LONG-suffering families plagued by noise and fumes from heavy lorries were today given excellent news – acoustic barriers will be built alongside the A14.

LONG-suffering families plagued by noise and fumes from heavy lorries were today given excellent news – acoustic barriers will be built alongside the A14.

Four-metre high specially-designed noise absorbent fencing will run all the way from the Felixstowe dock spur roundabout to Trimley St Martin to protect villagers from the rumbling of an expected one million extra juggernauts.

Felixstowe port will pay for the project – expected to cost tens of thousands of pounds – as part of a multi-million pound mitigation and compensation package connected with its expansion plans.

It is news residents have wanted for years as they claim the noise of the pounding trucks on the dual carriageway just yards from their homes is already at times intolerable.

They complain the noise and fumes is so bad that in summer they have to keep their windows shut and cannot use their gardens.

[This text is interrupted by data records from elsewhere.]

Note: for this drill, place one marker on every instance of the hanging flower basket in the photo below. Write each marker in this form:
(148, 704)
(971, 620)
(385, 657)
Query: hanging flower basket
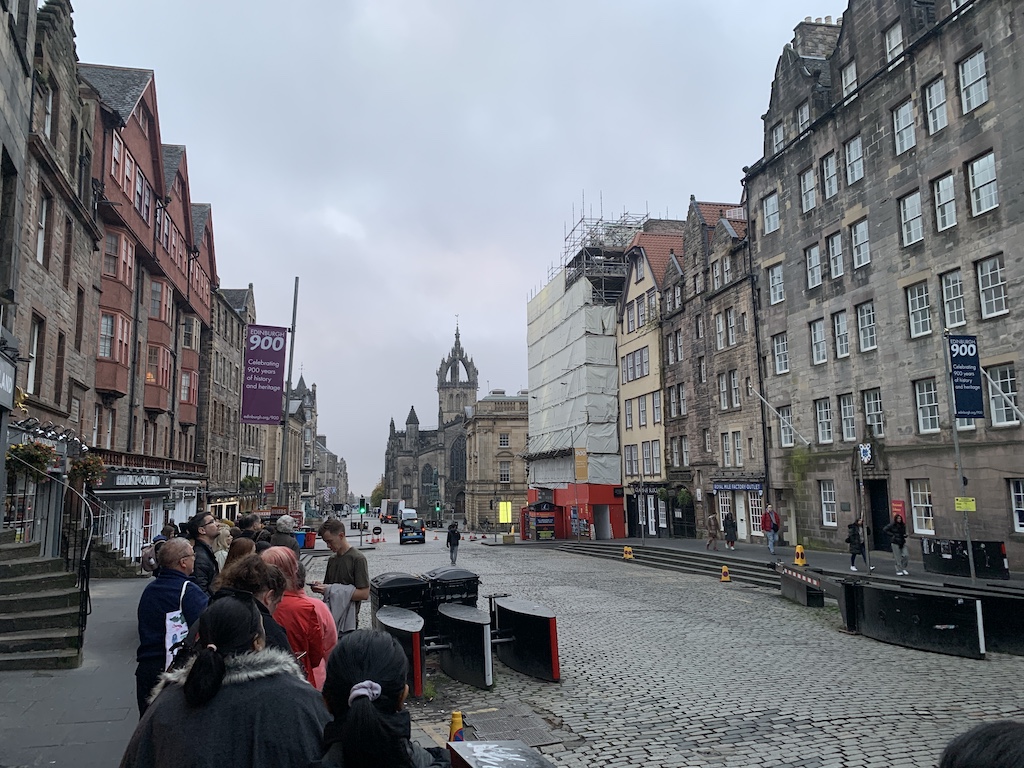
(31, 460)
(88, 468)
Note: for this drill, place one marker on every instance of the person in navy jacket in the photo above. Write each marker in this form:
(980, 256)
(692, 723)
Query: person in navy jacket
(173, 587)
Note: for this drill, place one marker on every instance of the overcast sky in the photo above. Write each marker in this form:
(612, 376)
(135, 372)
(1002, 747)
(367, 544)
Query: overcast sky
(411, 161)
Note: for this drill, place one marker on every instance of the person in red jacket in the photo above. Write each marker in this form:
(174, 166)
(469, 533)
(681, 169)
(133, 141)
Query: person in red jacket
(771, 523)
(297, 614)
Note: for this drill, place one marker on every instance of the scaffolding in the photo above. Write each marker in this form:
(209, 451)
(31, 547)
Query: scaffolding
(595, 249)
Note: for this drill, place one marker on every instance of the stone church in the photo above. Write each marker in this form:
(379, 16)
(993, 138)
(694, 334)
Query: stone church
(423, 466)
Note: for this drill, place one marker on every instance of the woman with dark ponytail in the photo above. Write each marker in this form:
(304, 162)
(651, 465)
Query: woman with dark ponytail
(366, 691)
(233, 685)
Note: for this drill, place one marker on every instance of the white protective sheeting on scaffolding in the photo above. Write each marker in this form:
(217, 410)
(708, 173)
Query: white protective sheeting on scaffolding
(573, 382)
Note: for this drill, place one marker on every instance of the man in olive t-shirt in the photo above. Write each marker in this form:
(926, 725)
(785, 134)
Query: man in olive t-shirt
(347, 565)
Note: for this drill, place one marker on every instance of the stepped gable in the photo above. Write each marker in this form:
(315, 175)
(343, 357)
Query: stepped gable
(119, 87)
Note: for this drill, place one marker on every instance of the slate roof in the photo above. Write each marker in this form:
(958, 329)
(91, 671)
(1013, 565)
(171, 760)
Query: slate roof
(120, 87)
(656, 248)
(236, 298)
(201, 214)
(172, 161)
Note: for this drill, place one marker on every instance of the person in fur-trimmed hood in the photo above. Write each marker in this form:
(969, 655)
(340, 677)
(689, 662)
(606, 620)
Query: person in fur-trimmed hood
(216, 711)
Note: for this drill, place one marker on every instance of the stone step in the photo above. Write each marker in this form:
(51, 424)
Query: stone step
(686, 562)
(16, 552)
(37, 583)
(42, 600)
(31, 566)
(60, 658)
(39, 620)
(19, 642)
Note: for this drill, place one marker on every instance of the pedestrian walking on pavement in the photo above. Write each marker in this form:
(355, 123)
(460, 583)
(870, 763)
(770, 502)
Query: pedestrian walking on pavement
(216, 710)
(856, 542)
(713, 531)
(771, 523)
(897, 539)
(169, 605)
(366, 691)
(453, 541)
(729, 525)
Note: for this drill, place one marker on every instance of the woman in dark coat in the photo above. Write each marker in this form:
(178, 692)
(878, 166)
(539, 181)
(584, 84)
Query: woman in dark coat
(214, 711)
(897, 539)
(366, 691)
(729, 524)
(856, 542)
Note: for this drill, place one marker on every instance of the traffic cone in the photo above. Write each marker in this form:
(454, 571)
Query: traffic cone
(799, 558)
(455, 732)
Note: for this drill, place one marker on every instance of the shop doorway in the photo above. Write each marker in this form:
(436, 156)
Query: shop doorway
(878, 499)
(602, 521)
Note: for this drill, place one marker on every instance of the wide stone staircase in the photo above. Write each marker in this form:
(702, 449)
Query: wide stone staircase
(753, 571)
(40, 609)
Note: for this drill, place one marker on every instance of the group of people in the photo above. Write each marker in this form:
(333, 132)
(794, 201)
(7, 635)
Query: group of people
(189, 578)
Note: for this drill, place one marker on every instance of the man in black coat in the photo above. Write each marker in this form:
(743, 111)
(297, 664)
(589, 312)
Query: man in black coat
(204, 530)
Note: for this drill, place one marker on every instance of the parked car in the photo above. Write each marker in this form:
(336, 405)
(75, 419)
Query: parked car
(412, 530)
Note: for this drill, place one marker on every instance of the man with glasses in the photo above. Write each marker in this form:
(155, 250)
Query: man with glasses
(203, 529)
(170, 602)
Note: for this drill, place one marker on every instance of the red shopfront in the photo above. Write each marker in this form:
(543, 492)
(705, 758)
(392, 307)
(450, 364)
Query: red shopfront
(597, 508)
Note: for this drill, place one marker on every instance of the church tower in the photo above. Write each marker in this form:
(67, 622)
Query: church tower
(457, 384)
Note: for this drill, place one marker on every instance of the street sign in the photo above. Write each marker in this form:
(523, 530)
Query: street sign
(966, 504)
(968, 396)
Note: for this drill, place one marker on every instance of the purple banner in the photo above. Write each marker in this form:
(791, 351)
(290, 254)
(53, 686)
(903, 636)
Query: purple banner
(263, 376)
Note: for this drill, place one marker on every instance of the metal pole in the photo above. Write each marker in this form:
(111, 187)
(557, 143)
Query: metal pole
(956, 456)
(288, 397)
(860, 502)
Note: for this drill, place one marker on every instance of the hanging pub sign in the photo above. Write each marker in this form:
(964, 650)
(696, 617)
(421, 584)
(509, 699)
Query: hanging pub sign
(966, 373)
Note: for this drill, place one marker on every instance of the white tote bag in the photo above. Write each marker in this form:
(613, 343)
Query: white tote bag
(175, 628)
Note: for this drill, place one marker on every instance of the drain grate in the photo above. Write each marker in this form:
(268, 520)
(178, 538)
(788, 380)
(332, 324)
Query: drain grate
(514, 722)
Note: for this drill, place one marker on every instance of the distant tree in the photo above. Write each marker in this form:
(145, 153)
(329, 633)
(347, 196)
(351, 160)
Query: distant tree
(378, 495)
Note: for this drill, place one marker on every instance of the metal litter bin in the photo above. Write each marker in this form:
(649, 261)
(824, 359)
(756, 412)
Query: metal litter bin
(400, 590)
(449, 585)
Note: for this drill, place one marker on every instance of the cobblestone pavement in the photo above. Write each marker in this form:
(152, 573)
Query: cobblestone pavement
(663, 669)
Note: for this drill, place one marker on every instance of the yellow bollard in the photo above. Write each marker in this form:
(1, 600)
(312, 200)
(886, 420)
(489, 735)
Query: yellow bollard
(455, 732)
(799, 558)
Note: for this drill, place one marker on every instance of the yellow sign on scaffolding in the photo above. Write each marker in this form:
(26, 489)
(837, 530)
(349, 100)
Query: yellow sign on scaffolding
(966, 504)
(504, 512)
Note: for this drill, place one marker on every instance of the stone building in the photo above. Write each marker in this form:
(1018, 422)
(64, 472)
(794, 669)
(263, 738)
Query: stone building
(638, 340)
(56, 283)
(496, 470)
(422, 467)
(157, 272)
(253, 469)
(886, 209)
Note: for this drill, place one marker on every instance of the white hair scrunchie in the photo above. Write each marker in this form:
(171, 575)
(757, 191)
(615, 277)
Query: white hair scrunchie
(367, 688)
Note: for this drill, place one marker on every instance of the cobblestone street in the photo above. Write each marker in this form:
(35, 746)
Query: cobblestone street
(663, 669)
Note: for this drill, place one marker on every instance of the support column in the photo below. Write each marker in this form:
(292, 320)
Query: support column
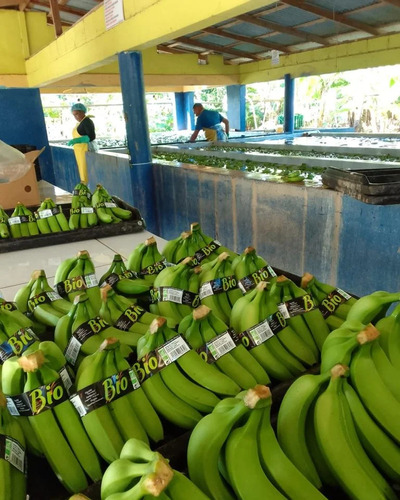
(289, 104)
(184, 116)
(236, 106)
(137, 132)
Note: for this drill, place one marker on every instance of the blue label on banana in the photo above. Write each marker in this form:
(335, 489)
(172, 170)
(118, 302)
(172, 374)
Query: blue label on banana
(20, 219)
(260, 333)
(13, 451)
(17, 344)
(76, 284)
(220, 345)
(37, 401)
(165, 354)
(155, 268)
(294, 307)
(86, 330)
(8, 306)
(177, 295)
(251, 281)
(104, 392)
(46, 213)
(113, 278)
(219, 285)
(42, 298)
(130, 316)
(332, 301)
(205, 252)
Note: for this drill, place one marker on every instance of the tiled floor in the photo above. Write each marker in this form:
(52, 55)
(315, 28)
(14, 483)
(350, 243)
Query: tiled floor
(17, 267)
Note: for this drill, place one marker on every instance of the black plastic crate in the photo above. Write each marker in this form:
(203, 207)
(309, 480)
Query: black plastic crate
(133, 225)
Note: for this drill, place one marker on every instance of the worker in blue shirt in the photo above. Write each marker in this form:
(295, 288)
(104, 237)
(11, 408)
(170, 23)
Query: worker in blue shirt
(210, 122)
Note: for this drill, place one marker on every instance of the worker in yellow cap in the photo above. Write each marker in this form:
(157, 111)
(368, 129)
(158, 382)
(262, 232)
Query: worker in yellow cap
(84, 138)
(209, 121)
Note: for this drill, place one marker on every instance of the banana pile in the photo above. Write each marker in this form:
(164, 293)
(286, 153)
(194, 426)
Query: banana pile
(12, 456)
(82, 331)
(50, 218)
(38, 396)
(146, 261)
(4, 227)
(125, 281)
(177, 290)
(196, 244)
(82, 214)
(142, 473)
(334, 303)
(250, 269)
(342, 428)
(22, 222)
(111, 403)
(233, 453)
(38, 298)
(76, 275)
(107, 210)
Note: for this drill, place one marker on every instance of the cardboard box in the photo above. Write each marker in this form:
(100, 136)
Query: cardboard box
(24, 189)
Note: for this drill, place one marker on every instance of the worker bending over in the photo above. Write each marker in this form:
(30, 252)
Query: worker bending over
(209, 121)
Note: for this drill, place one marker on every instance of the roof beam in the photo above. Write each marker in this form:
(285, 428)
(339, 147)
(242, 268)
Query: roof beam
(246, 39)
(282, 29)
(396, 3)
(333, 16)
(55, 14)
(217, 48)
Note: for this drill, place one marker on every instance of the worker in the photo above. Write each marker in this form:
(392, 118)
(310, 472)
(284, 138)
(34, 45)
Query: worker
(209, 121)
(84, 138)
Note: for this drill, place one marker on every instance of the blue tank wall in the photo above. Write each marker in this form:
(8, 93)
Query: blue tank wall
(339, 239)
(22, 122)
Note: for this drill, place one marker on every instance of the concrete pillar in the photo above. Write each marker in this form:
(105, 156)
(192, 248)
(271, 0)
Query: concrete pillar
(289, 105)
(236, 106)
(137, 131)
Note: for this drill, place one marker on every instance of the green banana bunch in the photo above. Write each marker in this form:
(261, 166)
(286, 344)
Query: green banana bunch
(22, 222)
(137, 460)
(250, 269)
(292, 418)
(342, 342)
(334, 303)
(171, 393)
(47, 402)
(371, 308)
(219, 287)
(82, 214)
(212, 338)
(50, 218)
(112, 420)
(12, 456)
(124, 281)
(265, 332)
(177, 290)
(4, 227)
(292, 311)
(123, 313)
(77, 275)
(209, 437)
(106, 208)
(340, 444)
(46, 306)
(256, 465)
(146, 261)
(15, 337)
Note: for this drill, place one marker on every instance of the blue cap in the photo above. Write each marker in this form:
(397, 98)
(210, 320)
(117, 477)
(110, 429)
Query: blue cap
(78, 107)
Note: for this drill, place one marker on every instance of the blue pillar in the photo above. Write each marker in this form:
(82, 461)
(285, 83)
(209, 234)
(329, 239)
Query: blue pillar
(184, 115)
(236, 106)
(137, 132)
(289, 104)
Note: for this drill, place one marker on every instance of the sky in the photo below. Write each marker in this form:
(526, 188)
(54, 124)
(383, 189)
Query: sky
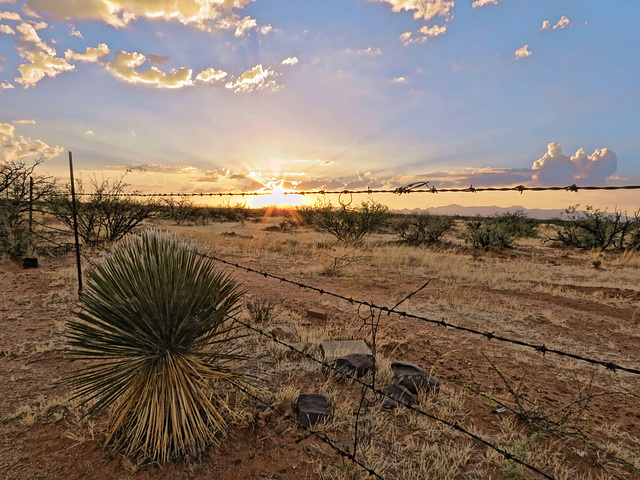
(233, 95)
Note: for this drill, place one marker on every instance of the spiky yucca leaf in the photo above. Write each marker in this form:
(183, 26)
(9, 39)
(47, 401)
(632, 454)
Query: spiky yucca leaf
(152, 323)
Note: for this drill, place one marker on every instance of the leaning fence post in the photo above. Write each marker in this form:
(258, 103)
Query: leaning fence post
(74, 211)
(30, 205)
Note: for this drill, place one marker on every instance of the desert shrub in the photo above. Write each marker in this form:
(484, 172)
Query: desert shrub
(487, 233)
(16, 237)
(182, 210)
(499, 231)
(423, 229)
(594, 228)
(350, 225)
(104, 214)
(151, 323)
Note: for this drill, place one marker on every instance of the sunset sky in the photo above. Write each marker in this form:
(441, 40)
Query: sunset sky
(228, 95)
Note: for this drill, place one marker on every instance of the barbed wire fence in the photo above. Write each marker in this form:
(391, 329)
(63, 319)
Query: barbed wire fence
(371, 319)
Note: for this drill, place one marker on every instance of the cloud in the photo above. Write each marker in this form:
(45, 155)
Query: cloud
(423, 9)
(92, 55)
(15, 148)
(42, 58)
(203, 14)
(125, 64)
(158, 59)
(212, 176)
(365, 52)
(562, 23)
(253, 80)
(522, 52)
(556, 168)
(482, 3)
(425, 33)
(10, 16)
(210, 75)
(73, 32)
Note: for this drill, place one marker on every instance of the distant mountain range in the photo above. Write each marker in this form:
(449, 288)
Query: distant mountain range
(483, 211)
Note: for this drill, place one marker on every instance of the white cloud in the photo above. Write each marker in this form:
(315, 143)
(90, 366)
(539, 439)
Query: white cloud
(73, 32)
(556, 168)
(125, 64)
(522, 52)
(203, 14)
(92, 55)
(370, 51)
(253, 80)
(482, 3)
(42, 58)
(564, 22)
(423, 9)
(425, 32)
(15, 148)
(10, 16)
(210, 75)
(7, 30)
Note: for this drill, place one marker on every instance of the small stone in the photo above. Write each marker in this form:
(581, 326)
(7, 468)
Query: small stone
(29, 262)
(397, 395)
(285, 333)
(413, 377)
(332, 349)
(355, 364)
(312, 409)
(317, 313)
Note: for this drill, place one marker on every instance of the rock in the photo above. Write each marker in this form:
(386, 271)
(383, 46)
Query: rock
(29, 262)
(312, 409)
(317, 313)
(397, 395)
(332, 349)
(285, 333)
(413, 377)
(355, 364)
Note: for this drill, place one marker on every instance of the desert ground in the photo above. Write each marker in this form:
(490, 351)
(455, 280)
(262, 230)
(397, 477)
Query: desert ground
(568, 418)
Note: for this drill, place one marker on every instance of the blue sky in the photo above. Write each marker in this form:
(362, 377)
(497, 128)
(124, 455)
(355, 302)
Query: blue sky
(214, 95)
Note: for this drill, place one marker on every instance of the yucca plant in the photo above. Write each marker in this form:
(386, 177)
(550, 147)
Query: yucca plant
(152, 325)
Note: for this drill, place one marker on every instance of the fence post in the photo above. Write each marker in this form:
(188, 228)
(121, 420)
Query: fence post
(74, 210)
(30, 205)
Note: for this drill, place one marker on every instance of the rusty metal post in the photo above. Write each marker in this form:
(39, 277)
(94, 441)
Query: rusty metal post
(74, 211)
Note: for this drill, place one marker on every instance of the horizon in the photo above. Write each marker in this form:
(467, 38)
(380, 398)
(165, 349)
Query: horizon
(329, 95)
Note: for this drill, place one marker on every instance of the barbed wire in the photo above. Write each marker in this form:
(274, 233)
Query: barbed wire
(488, 335)
(325, 439)
(416, 187)
(454, 425)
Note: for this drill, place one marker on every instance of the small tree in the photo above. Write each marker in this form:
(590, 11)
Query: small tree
(16, 176)
(104, 214)
(152, 325)
(424, 229)
(350, 225)
(593, 228)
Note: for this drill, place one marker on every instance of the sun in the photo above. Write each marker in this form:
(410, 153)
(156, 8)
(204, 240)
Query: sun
(274, 194)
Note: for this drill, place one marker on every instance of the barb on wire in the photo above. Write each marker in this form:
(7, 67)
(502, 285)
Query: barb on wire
(488, 335)
(455, 425)
(318, 435)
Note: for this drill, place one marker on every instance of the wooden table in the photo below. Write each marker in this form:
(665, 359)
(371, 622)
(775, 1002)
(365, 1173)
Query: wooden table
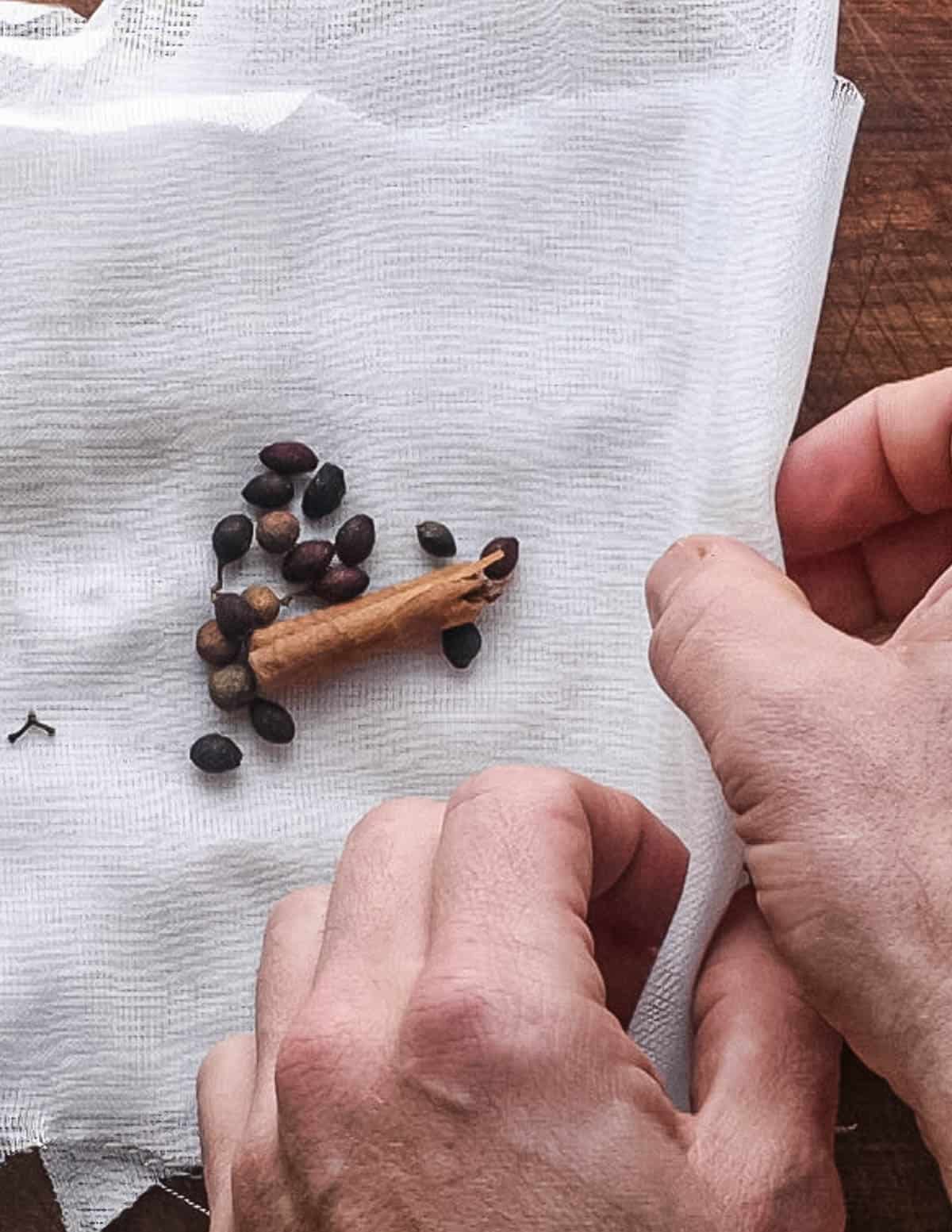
(889, 316)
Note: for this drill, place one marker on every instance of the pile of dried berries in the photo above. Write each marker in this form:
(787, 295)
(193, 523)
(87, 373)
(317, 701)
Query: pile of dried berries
(223, 641)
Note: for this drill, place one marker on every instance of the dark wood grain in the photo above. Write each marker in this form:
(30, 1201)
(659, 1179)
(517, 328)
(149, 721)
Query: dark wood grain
(889, 311)
(889, 316)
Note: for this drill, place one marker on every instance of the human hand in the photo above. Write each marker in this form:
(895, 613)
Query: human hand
(833, 753)
(447, 1051)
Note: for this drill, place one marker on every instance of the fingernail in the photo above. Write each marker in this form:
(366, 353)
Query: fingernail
(668, 573)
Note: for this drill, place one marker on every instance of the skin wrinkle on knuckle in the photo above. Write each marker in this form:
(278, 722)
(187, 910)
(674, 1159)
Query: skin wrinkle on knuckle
(501, 785)
(324, 1061)
(300, 904)
(385, 819)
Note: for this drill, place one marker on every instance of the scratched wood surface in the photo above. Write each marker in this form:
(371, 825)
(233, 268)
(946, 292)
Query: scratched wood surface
(889, 316)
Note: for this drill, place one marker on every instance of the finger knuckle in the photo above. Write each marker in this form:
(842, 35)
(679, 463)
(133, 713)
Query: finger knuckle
(804, 1196)
(689, 628)
(300, 904)
(253, 1180)
(222, 1057)
(455, 1025)
(332, 1058)
(503, 785)
(383, 821)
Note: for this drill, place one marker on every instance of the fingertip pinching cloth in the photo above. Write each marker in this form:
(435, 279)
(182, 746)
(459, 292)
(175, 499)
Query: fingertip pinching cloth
(537, 267)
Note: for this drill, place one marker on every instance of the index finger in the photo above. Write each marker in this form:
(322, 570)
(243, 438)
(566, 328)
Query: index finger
(883, 459)
(528, 859)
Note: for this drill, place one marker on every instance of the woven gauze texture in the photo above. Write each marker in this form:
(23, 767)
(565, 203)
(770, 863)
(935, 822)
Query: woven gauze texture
(543, 269)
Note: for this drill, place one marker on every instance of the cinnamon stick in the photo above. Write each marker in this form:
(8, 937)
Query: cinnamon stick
(408, 614)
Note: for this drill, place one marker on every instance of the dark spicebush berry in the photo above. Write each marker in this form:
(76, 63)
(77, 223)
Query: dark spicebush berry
(216, 754)
(307, 562)
(462, 644)
(269, 490)
(324, 492)
(231, 539)
(355, 539)
(213, 646)
(272, 722)
(263, 603)
(341, 583)
(233, 686)
(436, 539)
(509, 547)
(289, 457)
(236, 616)
(278, 532)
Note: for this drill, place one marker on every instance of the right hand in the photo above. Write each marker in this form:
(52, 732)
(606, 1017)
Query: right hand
(835, 754)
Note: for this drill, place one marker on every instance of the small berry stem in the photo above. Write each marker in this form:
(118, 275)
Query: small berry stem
(31, 721)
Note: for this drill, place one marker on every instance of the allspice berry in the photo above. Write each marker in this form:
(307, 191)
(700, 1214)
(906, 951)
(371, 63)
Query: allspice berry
(278, 532)
(341, 583)
(233, 686)
(289, 457)
(272, 722)
(462, 644)
(231, 539)
(269, 490)
(324, 492)
(213, 646)
(509, 547)
(263, 603)
(236, 616)
(435, 539)
(355, 539)
(216, 754)
(308, 561)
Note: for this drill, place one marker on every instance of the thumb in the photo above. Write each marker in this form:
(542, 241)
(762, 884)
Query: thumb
(765, 1084)
(735, 644)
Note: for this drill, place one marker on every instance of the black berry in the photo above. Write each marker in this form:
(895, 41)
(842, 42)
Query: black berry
(289, 457)
(509, 547)
(462, 644)
(216, 754)
(355, 539)
(324, 492)
(272, 722)
(341, 583)
(269, 490)
(308, 562)
(236, 616)
(232, 537)
(436, 539)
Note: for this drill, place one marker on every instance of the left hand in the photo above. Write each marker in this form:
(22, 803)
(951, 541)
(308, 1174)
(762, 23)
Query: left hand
(447, 1050)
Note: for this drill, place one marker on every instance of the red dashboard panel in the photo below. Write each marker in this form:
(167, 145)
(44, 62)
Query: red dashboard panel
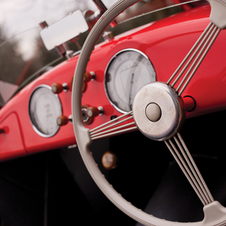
(11, 139)
(165, 43)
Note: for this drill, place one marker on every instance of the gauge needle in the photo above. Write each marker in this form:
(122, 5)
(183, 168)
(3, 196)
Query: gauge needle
(130, 91)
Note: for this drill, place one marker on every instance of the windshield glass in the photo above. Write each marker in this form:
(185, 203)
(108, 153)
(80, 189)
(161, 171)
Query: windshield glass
(22, 52)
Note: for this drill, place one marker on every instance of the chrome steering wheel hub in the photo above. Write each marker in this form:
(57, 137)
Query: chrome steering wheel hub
(158, 111)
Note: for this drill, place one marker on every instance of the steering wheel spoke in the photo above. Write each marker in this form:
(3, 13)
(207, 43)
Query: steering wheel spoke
(194, 58)
(158, 112)
(188, 166)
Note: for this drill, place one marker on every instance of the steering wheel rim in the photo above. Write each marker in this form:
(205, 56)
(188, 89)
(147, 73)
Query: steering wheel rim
(83, 136)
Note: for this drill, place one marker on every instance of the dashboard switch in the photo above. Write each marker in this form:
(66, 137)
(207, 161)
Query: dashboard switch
(58, 88)
(89, 113)
(62, 120)
(109, 160)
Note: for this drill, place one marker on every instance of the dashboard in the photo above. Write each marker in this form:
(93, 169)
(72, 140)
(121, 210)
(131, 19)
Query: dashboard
(116, 71)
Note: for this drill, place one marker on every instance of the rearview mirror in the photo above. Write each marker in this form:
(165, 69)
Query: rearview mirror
(64, 30)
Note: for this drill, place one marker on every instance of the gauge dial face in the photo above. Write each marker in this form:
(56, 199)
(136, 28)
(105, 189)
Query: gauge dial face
(44, 108)
(127, 72)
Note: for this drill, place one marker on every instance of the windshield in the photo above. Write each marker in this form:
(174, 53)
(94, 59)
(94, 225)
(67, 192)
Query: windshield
(23, 56)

With the port set to double its capacity in the next 15 years, families fear the situation will get much worse

But now parish councillors in the twin Trimley villages have been told port owner Hutchison Whapoa is willing to provide the two-mile long barrier.

A series of talks have been held between councillors and port chiefs, the port's noise consultant Bernard Postlethwaite and landscape consultant Colin Goodrum, and Suffolk Coastal council officers.

Following a feasibility study, a possible route has been drawn up for the fence, to begin behind Heathgate Piece and Langstons in Trimley St Mary on the Ipswich-bound carriageway of the A14, near the dock spur.

It will then weave its way in and out of woodland, go along the open space at the back of Farmlands estate, and at Trimley interchange, near the footbridge, it will again thread its way through the woodland.

A report given to latest meeting of the group dealing with the project said construction in some places "would not be easy" because of the sloping embankments. In other areas householders will need to consider the visual impact of having the barrier close to homes.

At Trimley St Martin the barrier will be seen from all around the open countryside, but at Trimley St Mary mostly from the A14.

"Its impact on residential properties will be less (at St Mary) given the set back and separation between the road corridor and the housing areas by either existing public open space, well established tree belts, wooded embankments," said the report.

"Some thinning or tree removal will be necessary."

Topographic surveys are now being done, and talks taking place with landowners, and the highways authority over the fence's future maintenance.

Port corporate affairs manager Paul Davey said a number of meetings were taking place with local councils to try to come to agreement on most of the issues of concern before the inquiry into the expansion begins on October 26.